«In un momento convulso di scadenze fiscali, e sempre nell’ottica di dare più respiro possibile ai contribuenti e ai professionisti che li seguono, riteniamo auspicabile da parte del ministero dell’economia concedere un periodo supplementare di tolleranza per l’invio delle dichiarazioni dei redditi per accedere al Fondo perequativo.»
Lo comunica in una nota Emiliano Fenu, capogruppo M5S in Commissione finanze del Senato.
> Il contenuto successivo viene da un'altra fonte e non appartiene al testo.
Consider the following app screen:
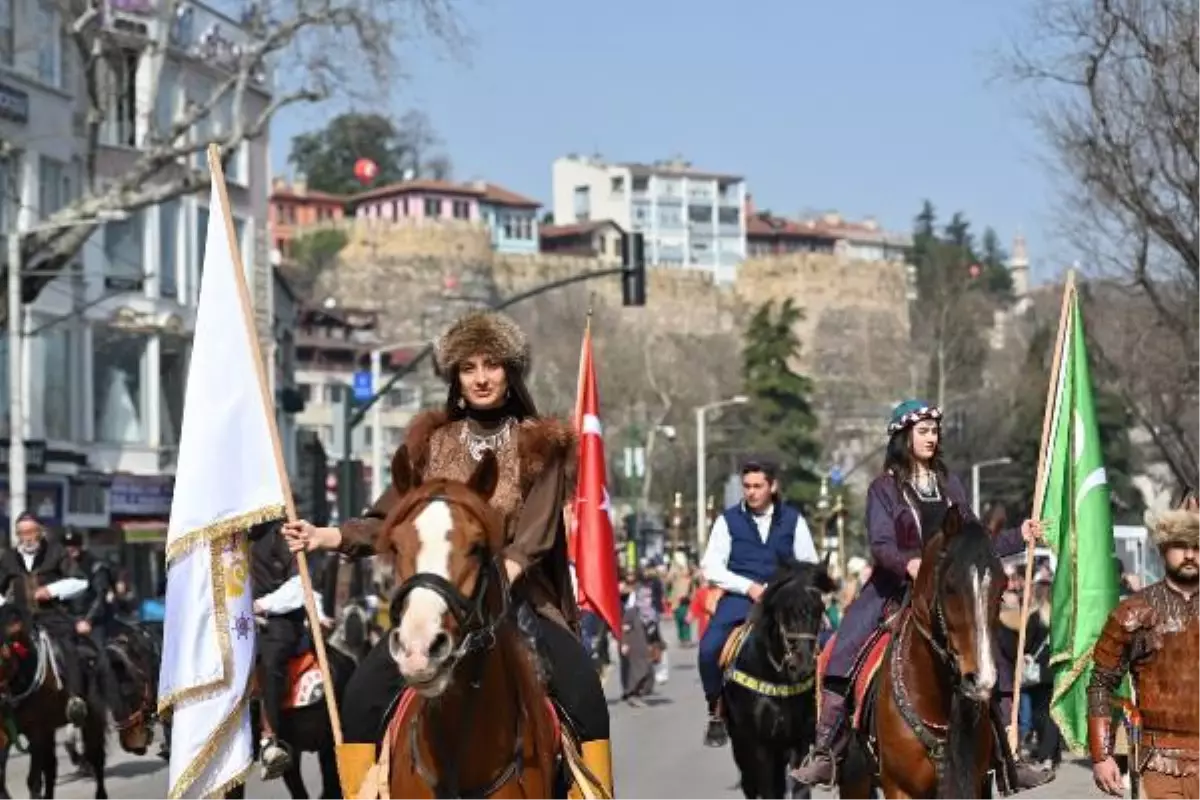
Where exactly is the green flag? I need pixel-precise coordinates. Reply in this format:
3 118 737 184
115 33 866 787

«Si tratta di tutti quegli operatori economici che, sulla base del meccanismo individuato dal Dl Sostegni bis, possono accedere ai suddetti contributi a fondo perduto a patto che abbiano subìto un peggioramento del risultato economico 2020 rispetto al 2019 – spiega l’esponente pentastellato -. Ora, gli studi professionali che seguono questi operatori sono tenuti a inviare le relative dichiarazioni dei redditi entro oggi, anche per non far correre il rischio ai loro clienti di non percepire il contributo. Ed è comprensibile. Tuttavia l’enorme carico di lavoro che si sta concentrando sugli studi professionali, come testualmente ricordato anche dal Dpcm che aveva differito ad oggi il termine per l’invio delle dichiarazioni e che è stato pubblicato in Gazzetta soltanto ieri sera, rende auspicabile prevedere un periodo di tolleranza, di 10 o 15 giorni oltre la data odierna, per consentire agli studi professionali di inviare in questo lasso ulteriore di tempo i documenti fiscali dei clienti evitando di mettere a repentaglio l’ottenimento dell’agevolazione.»